As you know if you hang around this page, I try to pick out interesting video clips to link to, usually one per day. This takes less time than you'd think but last night, as I went searching for something to post tomorrow, it took an unusually long time. I felt that on the fifth anniversary of the 9/11 attacks, I ought to put up something that said something important about that day.
There are thousands of video clips on the Internet about the September 11 tragedies. Many of them are long, intense lectures by people who believe they've proven (but haven't) that the "official" version of what occurred that day is a sham. The twin towers could not possibly have collapsed the way we were told they'd collapsed...and of course, no plane hit the Pentagon. Of all that, they are sure. I am a big believer in the expectation that the government will shamelessly lie to us — any regime of the government and especially the current one — but in this case, I have seen no evidence that makes me suspicious that what most people think happened that day is not pretty much what happened that day.
So I won't be linking to any of those videos and besides, they're all real long and extremely boring.
There are also thousands of "tribute" videos people have made...some clumsily titled as "tributes to 9/11" by folks who don't mean to celebrate what occurred on that day. Most consist of stills and video clips edited against a properly somber record...often "Only Time" by Enya. (The first one I recall seeing online a little less than five years ago was this one. It's still quite moving and whoever assembled it did a helluva job.)
I watched a few of them last night and found myself getting alternately sad and angry. The sad part needs no explanation but perhaps the angry part does. The more I am reminded of the pain of that day, the more I resent the folks who've tried to manipulate its memory. No event in my lifetime (I'm 54) brought Americans together the way our shared suffering brought us together that day. It is appalling not only that this unity has been lost but that the emotions of 9/11 have been reconfigured to demonize one another. The worst kind of partisans have claimed 9/11 as a club to use against the other side. The same thing has happened with the Iraq War: If you don't see things my way and vote for my side, you must be objectively pro-terrorist, plus you hate America and pray for our troops to be killed.

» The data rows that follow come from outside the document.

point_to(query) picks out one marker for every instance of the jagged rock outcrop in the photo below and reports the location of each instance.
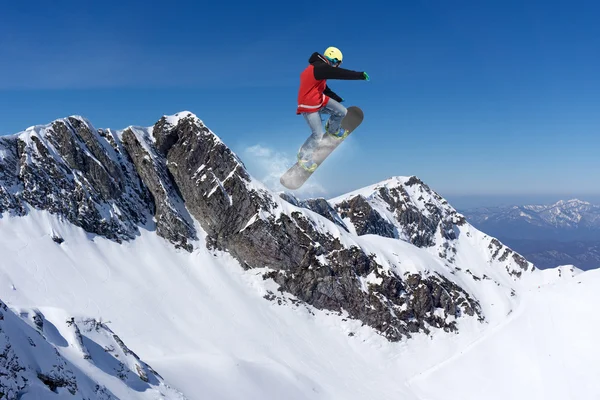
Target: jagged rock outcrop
(311, 263)
(179, 169)
(92, 179)
(408, 209)
(172, 219)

That dung has always bothered me, but it never quite bothered me as much as it did last night when I was watching footage of the burning towers, still shots of innocent human beings plunging to their deaths and the pained agony of onlookers and family members. I kept thinking, "How did we get from this to where we are now?" I finally had to stop watching 9/11 videos and cleanse my video palate with stuff like this.
So I haven't picked out a video for tomorrow. If you have any nominations, let me have them...though I can't guarantee I'll be able to watch them all. It really depresses me that, as I read about this Path to 9/11 movie on ABC, some people seem to be trying to note the five year anniversary of that awful disaster by seeing how much blame they can pin on their political opponents.
Yesterday, we brought you the opening to the 1963 Casper cartoon show. Here's the ending, which is a bit sad until the last few bars of music. It's nowhere near as sad as the closing credits of the Linus the Lionhearted Show but it's still a bit depressing. Then again, the whole Casper franchise is about a dead child so maybe depressing is appropriate.
Something dawned on me as I watched this. The premise of the Casper the Friendly Ghost cartoons was always that poor little Casper just wanted to have a friend...but he didn't fit in with the ghosts and witches of his world, and he scared away almost everyone he encountered in "our" world. Usually, at the end of each cartoon, he'd find someone who liked being around him...and then the next cartoon, he'd be right back to moping about, trying to find someone who wouldn't spot him, do a bad Tex Avery "take" and run screaming into the background painting.
Okay, that was the premise when they made a couple of theatrical cartoons per year. When he got into the comic books, he started making friends left and right: Wendy, Spooky, Nightmare, etc. Someone at Harvey Comics — and I have to presume this was a conscious thought — decided that the idea of Casper scaring away all potential friends would get monotonous. It would also make for a pretty depressing comic book...so they pulled that idea way back. Casper in the comics sometimes scared people but mostly, the stories were about a kid who was different from all the rest. Since we all feel different from everyone else when we're kids, there was a nice bit of reader identification going on there. My friends who had older siblings (I was an only child) all identified madly with the way Casper was picked on by The Ghostly Trio...and of course, adding in all those friends as a supporting cast created plot possibilities, to say nothing of spin-off comics.
All in all, it was a nice bit of retooling an animated property for the comic book page. And it sure was successful for a couple of decades there.
Before we roll the clip, I should mention: I said when I posted the opening that Norma McMillan was the voice of Davey on the kids' show, Davey and Goliath. Anthony Tollin reminds me that she was a voice of Davey and that Dick Beals — who's mentioned more often on this site than Donald Rumsfeld — was the original voice. Dick Beals would also make a much better Secretary of Defense than Donald Rumsfeld but that's beside the point.